KLIENTELISMUS ALS HUMANISMUS. Und damit ist man beim Knackpunkt angelangt, nämlich der ideologischen Annahme der humanistischen Psychologie, dass es statt psychischer Krankheit im herkömmlichen Sinn lediglich innere Blockaden bzw. „Inkongruenzen“ gibt. Und dass man anstatt mit einer klassischen Therapie der nur vorübergehend im psychischen Morast steckengebliebenen „Klientin“ (und hier stimmt der Begriff dann wirklich) nur durch ein bisschen Coaching zur Durchsetzung ihrer Selbstverwirklichungstendenz verhelfen muss. Die „Klienten(!)zentrierte Psychotherapie“ nach Carl Rogers subsumiert die praktische Vollendung dieses Gedankens bestens, der auch von gesellschaftlichen (Zwangs-)Zusammenhängen schlichtweg nichts wissen will. Anstatt berechtigterweise die gesellschaftliche Ächtung psychischen Leidens anzuprangern, zeigt sich hier die Assimilation an jenen Verblendungszusammenhang, der jegliches Leid im Subjekt aufzulösen versucht. Die Möglichkeit eines kritischen Verständnisses der individuellen und gesellschaftlichen Umstände, die das Individuum überhaupt zum Leiden bringen, wird so negiert.

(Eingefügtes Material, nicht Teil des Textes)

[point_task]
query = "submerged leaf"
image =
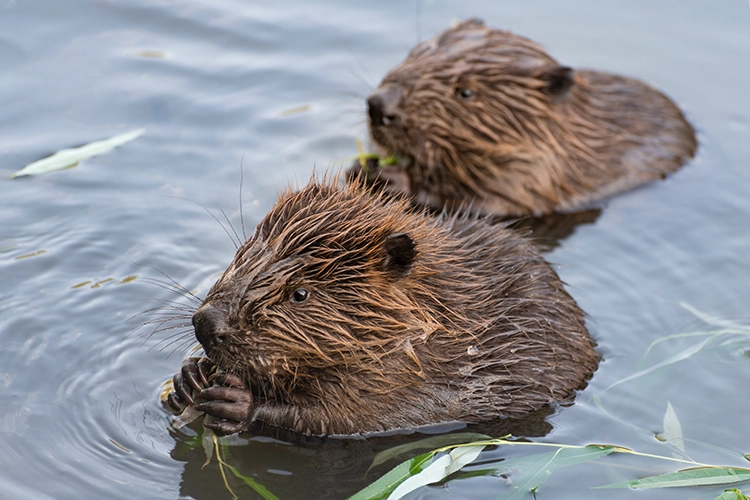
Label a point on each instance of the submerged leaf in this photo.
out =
(699, 476)
(67, 158)
(381, 488)
(672, 429)
(542, 465)
(431, 442)
(438, 470)
(680, 356)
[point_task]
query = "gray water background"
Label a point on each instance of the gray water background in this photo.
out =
(219, 85)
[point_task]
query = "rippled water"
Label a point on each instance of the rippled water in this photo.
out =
(277, 88)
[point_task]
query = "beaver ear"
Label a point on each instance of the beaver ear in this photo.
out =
(399, 250)
(559, 80)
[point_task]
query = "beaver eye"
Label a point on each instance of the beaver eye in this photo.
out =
(465, 94)
(300, 295)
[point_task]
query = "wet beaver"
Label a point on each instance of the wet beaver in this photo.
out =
(347, 312)
(487, 117)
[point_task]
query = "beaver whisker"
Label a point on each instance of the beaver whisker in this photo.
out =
(535, 137)
(406, 320)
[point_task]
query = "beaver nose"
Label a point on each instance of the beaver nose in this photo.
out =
(382, 106)
(210, 326)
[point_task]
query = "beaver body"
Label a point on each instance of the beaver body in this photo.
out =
(347, 312)
(486, 118)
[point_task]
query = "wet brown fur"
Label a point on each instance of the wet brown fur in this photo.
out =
(525, 143)
(477, 326)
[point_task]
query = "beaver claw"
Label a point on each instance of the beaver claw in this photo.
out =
(221, 395)
(229, 401)
(193, 377)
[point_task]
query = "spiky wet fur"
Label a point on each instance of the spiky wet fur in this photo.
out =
(478, 327)
(518, 147)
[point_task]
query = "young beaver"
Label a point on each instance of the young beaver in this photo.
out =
(487, 118)
(347, 312)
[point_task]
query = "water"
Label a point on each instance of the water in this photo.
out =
(276, 89)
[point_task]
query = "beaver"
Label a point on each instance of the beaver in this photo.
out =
(347, 312)
(486, 118)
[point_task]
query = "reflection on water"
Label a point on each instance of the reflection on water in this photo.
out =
(275, 89)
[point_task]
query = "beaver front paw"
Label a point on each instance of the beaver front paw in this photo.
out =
(192, 378)
(229, 401)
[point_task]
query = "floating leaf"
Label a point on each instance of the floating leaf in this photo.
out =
(542, 465)
(427, 443)
(438, 470)
(699, 476)
(383, 487)
(733, 494)
(680, 356)
(68, 158)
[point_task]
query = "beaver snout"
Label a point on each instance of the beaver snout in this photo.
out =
(210, 326)
(383, 106)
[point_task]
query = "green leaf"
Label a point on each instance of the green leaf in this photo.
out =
(383, 487)
(680, 356)
(543, 464)
(699, 476)
(68, 158)
(733, 494)
(259, 488)
(427, 443)
(438, 470)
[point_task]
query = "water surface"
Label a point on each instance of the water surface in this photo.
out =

Es ist auffallend, dass die Psychoanalyse in ihrer praktisch-klinischen Anwendung eine der wenigen Psychotherapie-Schulen ist, die bislang größtenteils am Gebrauch des „Patientinnen“-Begriffs festzuhalten scheint. Es lässt sich nicht mit Sicherheit feststellen, ob es sich dabei um eine bewusste Abgrenzung zum thematisierten Jargon handelt oder ob die Psychoanalyse an dieser Stelle im besten Sinne zurückgeblieben ist und jenem im Laufe der Zeit ebenso erliegen wird. Jedoch könnte sich hier der kleine, aber feine Unterschied in der nur auf den ersten Blick ähnlichen Bestrebung zeigen, mit einem pathologisierenden Krankheitsbegriff zu brechen. Denn im Gegensatz zum humanistischen Versuch nähert die Psychoanalyse die Pole von „normal“ und „pathologisch“ soweit einander an, dass sie, wenn überhaupt trennbar, maximal als Kontinuum begreifbar sind. Zentral ist hierbei die Beobachtung, dass dem vermeintlich „Gesunden“ etwas „Krankhaftes“ innewohnen und sich gleichzeitig im „Kranken“ etwas beruhigend „Gesundes“ offenbaren kann. Und dass somit neben den vielfältigen individuellen Bedingungen ein jeder zuerst und zuletzt immer auch an den Verhältnissen krankt. Dementsprechend ist es gerade die Möglichkeit, sich im Rahmen einer Psychotherapie und der damit (hoffentlich) verbundenen Regression endlich einmal schamlos als Patientin fühlen und das eigene Leiden voll entfalten zu können, die den Weg zu mehr psychischer Autonomie ebnen kann – und zwar ohne die einen ohnehin schon permanent umgebende Forderung danach, jederzeit ein unabhängiger, entscheidungssicherer und selbstkundiger „Klient“ zu sein.
Lea Wiese studiert Psychologie an der Universität Wien.